Les Oiseaux de proie
A though-improvised, seven-part programmatic piece in an avant-garde setting, Les Oiseaux de proie recounts the adventures of a flock of predatory birds, from our introduction to them (at first restful and carefree, but growing in ominous implications as hunger mounts and primal instincts surface), through their attack on their prey (busy-ness and clutter reflective of mass gluttony finding its bloody outlet, followed by the joy of satiation, sleep, and what sounds like instances of surreptitious, giggly bird-sex), to their nest's discovery by concerned farmers or sportsmen hunters (all fluttery chaos and warning whistles and rifle or shotgun blasts as the birds put up a brave but doomed defense). The last two tracks declaim with funereal sadness the feathery butchers' denouement as "Les Oiseaux en brochettes," or skewered birdy tidbits for the campfire and table (tearful moans and spit-broiling sounds, followed by the human conviviality of the communal cook-out and the paralleled post-prandial activities of the ultimate victors in the chain of being).

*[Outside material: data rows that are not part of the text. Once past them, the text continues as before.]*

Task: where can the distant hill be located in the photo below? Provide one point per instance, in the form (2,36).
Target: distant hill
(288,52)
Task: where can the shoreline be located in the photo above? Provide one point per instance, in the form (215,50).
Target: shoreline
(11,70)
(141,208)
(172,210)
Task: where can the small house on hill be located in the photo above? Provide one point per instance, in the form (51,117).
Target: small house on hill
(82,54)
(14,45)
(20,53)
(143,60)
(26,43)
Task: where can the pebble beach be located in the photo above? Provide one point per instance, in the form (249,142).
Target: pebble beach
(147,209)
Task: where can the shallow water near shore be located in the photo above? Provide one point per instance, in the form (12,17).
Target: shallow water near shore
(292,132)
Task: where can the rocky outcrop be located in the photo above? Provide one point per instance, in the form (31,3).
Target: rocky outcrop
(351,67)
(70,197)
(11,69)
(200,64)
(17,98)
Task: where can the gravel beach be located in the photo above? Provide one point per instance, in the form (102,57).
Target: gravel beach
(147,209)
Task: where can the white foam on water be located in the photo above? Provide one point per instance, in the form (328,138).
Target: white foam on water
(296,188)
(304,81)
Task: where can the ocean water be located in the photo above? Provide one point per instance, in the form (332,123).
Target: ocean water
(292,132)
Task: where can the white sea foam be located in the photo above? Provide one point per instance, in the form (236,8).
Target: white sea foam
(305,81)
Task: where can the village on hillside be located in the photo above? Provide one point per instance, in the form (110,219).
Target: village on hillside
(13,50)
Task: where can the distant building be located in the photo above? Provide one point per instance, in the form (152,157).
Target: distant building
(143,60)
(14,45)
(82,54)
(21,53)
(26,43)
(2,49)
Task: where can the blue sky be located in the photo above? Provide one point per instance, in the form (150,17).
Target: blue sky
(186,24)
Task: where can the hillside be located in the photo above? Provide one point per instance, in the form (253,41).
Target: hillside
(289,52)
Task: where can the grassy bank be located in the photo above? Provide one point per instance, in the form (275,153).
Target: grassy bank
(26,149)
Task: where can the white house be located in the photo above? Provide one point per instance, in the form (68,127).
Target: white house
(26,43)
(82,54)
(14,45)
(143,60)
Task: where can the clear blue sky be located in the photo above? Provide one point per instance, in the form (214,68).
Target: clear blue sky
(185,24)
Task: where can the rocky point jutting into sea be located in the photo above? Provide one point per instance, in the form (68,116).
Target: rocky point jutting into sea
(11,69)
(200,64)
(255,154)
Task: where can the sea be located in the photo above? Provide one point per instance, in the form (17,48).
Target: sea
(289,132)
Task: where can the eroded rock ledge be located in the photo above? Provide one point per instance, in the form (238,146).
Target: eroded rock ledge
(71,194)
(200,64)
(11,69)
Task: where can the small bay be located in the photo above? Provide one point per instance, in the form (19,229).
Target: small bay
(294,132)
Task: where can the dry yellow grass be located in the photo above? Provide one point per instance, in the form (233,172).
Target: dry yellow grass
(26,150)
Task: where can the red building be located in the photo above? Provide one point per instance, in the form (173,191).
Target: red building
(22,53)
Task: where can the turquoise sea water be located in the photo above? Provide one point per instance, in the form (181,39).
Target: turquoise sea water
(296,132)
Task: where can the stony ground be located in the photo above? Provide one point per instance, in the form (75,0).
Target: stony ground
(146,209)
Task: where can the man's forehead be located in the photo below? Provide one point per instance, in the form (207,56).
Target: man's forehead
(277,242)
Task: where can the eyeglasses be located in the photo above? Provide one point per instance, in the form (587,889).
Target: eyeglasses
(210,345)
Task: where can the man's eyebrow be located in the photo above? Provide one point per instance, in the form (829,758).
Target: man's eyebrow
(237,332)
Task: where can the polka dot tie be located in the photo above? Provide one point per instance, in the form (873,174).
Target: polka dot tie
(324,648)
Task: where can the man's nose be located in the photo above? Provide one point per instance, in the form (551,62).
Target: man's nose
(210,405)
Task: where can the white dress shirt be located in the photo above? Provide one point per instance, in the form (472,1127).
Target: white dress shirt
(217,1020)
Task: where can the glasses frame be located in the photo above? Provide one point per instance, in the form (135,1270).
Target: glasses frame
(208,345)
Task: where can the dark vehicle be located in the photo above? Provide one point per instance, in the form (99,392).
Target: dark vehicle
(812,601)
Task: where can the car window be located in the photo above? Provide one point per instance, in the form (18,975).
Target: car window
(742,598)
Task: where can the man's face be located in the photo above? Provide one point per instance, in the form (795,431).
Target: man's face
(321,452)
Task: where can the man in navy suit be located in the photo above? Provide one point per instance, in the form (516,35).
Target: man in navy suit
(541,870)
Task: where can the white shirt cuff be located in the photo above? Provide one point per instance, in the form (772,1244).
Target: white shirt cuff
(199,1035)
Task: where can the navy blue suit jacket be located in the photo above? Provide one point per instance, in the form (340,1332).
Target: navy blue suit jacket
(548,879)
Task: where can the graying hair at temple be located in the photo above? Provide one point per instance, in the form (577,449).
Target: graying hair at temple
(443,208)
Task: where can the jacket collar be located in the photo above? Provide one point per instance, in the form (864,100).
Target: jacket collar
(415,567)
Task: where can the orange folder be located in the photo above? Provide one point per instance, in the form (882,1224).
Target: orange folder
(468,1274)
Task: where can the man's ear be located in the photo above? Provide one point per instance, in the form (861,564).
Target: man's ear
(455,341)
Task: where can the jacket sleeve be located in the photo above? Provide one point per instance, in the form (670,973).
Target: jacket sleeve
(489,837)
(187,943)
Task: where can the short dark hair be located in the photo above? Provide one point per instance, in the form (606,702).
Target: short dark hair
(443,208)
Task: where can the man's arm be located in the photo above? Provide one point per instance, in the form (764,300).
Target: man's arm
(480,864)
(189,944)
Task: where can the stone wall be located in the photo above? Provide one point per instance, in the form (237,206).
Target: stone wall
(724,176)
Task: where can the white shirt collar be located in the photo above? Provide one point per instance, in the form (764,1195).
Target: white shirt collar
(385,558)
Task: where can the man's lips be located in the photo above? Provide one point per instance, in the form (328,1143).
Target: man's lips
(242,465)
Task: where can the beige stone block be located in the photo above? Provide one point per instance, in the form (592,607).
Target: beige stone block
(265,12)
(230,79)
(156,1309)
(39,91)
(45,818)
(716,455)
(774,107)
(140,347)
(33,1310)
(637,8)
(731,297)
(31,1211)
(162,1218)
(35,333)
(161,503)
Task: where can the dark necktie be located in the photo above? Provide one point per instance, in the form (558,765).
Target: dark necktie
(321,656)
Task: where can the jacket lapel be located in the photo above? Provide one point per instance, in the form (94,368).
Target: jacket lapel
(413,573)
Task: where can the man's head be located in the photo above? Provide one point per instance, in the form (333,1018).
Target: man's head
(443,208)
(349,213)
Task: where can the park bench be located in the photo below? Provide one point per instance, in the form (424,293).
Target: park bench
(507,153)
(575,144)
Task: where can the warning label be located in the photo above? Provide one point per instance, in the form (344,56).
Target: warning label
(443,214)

Unfortunately, because of the absence of explanatory notes, either in French or English, we are left to this rather fanciful interpretation, but the music seems to bear this out, with its alternately frenzied and sensual Hitchcock-ean sound effects suggestive of nothing so much as the spine-tingling cawing of a gang of ravenous airborne killers and their attendant pleasures.
The principal melodic statements are made by multi-reedman Bob Ackerman, who plays not only four saxes, from alto and tenor to baritone and bass, but also piccolo, flute, alto flute, clarinet and contrabass clarinet; cornetist Herb Robertson, who doubles on primitive flutes and whistles; and trombonist Bob Hovey, who also plays phonograph (don't we all?), while the other sounds are perpetrated by acoustic and synthesized wordless singer Pam Purvis and the voices of the hornmen, bassist Dominic Duval and drummers/ percussionists Herb Fisher and Tom Sayek. The many musical allusions to other figures in the avant-garde genre may be arresting for some and admittedly the program is well-conceived and executed quite properly, but most listeners will probably opt for another look at Tippi Hedren instead.